Care builds robust and self-sustaining communities. When we choose to look after each other, we quell the uncertainty that arises when the unexpected or unfortunate times roll in. In today’s society, we are not conditioned to be keen on lending strangers our time, skills or money. The imposition that people must make it by themselves or are failures who are undeserving of happiness, luxury, and comfort has contorted the collective ability to heal after hard times. Why not rake a neighbors yard and allow them to cook you a meal if those are your respective skill sets? We can use the act of collective care to build our trust and safety back. The formation of cooperative groups and spaces that advocate for local activity are essential to this process. Joining local mutual aid groups, wellness collectives, food security pantries and more increase the communities ability to reach more folks and lay the groundwork for future balance.

Neighborhoods benefit from collective care in the forms of mutual aid and communal living. When a community gets the opportunity to look after each other and share moments, traditions and culture, the positive influence of care can form inter-generational knowledge on how to look after one another. 

Where do you turn to learn more about care?

Learning more about care is a long process that I engage in quite excitedly. I find that the knowledge comes from every direction, unexpected and expected. I learn from my friends and family what it means to see and hear them, to love them, to be with them through happiness, rage and more. I learn from my accomplices in communal care what it means to extend love, stability, sweat and fruit. Here are some of the folks I learn from as they did foundational work: the caretakers in small communities across the world, the freedom fighters like The Black Panthers or resiliency operations of Latin America, and the numerous indigenous cultivators and protectors of the lands we occupy now. 
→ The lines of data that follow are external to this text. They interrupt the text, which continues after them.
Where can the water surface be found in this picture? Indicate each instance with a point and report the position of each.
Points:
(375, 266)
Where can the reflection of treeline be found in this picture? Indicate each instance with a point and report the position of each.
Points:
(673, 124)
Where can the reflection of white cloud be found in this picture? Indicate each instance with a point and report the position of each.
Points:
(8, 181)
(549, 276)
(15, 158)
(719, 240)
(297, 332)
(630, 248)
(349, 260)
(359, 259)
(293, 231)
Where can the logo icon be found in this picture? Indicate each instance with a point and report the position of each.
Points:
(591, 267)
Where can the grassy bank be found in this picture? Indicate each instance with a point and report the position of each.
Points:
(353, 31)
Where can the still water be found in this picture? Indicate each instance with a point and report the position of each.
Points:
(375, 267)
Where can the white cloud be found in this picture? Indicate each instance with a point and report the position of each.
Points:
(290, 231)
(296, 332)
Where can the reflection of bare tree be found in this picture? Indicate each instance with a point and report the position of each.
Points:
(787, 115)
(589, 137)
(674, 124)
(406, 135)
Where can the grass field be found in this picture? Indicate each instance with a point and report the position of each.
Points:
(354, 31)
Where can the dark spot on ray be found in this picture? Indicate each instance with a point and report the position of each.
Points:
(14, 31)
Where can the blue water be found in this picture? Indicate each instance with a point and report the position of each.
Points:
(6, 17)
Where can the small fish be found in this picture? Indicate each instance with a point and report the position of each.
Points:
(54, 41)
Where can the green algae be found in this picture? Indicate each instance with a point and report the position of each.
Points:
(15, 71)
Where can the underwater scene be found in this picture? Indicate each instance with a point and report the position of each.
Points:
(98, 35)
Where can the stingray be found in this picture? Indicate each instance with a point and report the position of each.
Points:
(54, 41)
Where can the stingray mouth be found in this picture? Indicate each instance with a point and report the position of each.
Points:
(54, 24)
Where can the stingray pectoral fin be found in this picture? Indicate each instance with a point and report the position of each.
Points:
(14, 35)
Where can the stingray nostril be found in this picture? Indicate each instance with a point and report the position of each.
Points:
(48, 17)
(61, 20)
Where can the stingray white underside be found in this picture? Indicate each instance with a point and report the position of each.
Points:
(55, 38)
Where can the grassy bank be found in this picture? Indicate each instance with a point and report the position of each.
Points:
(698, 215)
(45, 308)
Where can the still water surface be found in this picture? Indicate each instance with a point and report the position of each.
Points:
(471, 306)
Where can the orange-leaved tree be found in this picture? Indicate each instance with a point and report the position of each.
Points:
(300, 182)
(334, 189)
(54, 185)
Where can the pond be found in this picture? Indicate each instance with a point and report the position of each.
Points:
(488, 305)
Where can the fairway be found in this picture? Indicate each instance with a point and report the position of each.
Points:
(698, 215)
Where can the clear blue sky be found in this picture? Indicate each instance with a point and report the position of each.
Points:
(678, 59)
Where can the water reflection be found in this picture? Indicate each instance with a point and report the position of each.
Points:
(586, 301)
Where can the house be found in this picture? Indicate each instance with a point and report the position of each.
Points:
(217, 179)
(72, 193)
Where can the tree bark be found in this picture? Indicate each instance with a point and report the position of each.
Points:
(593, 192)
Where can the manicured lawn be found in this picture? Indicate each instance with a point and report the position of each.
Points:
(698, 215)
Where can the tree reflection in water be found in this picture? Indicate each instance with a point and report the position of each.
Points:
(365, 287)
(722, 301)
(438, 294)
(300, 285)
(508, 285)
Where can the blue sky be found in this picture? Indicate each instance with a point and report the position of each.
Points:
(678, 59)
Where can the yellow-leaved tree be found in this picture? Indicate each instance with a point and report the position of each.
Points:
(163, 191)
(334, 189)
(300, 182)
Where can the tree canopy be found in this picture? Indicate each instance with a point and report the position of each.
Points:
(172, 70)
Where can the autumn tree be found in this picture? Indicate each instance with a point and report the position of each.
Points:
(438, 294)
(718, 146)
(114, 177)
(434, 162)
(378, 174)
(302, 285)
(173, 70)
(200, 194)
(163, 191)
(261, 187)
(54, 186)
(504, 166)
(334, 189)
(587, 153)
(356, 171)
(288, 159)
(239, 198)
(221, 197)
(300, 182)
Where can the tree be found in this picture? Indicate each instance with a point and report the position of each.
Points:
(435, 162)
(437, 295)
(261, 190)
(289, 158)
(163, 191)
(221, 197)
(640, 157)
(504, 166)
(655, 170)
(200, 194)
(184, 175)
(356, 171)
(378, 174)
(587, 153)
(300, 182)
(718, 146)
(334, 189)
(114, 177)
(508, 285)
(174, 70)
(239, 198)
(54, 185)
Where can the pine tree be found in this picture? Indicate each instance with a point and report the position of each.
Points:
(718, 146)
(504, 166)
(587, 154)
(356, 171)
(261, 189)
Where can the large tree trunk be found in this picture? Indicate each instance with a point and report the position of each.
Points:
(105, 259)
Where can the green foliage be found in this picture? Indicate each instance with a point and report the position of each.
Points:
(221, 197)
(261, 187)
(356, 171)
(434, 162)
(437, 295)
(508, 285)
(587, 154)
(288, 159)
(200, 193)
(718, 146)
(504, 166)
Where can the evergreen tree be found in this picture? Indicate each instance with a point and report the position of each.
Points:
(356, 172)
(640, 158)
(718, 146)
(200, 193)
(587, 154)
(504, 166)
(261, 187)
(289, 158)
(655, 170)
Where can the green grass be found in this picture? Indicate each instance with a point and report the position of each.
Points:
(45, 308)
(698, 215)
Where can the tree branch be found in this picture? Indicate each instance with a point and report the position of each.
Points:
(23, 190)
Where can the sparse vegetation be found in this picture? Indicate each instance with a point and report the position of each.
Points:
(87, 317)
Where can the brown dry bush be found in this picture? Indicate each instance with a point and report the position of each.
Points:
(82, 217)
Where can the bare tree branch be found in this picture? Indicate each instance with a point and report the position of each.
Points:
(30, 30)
It is possible too, to learn about care from those who don’t seem to engage in it. The United States is faced with its inability to abolish prisons, give disabled folks basic rights, and its inhumane treatment of most human beings – it’s easy to see where it’s possible to go right instead of wrong. Challenging existing narratives using sources that are credible gives incredible insight and direction to where energy can be spent. 

I am currently beginning “Water: Asia’s New Battleground” by Brahma Chellaney to learn more about how climate change will affect Asia’s demand and access to water, and the political struggle that ensues there. I would recommend other works I have read as well, such as Lectures on Liberation and Are Prisons Obsolete by Angela Davis, The Body Keeps Score by Bessel van der Kolk, and The Communist Manifesto by Marx and Engels.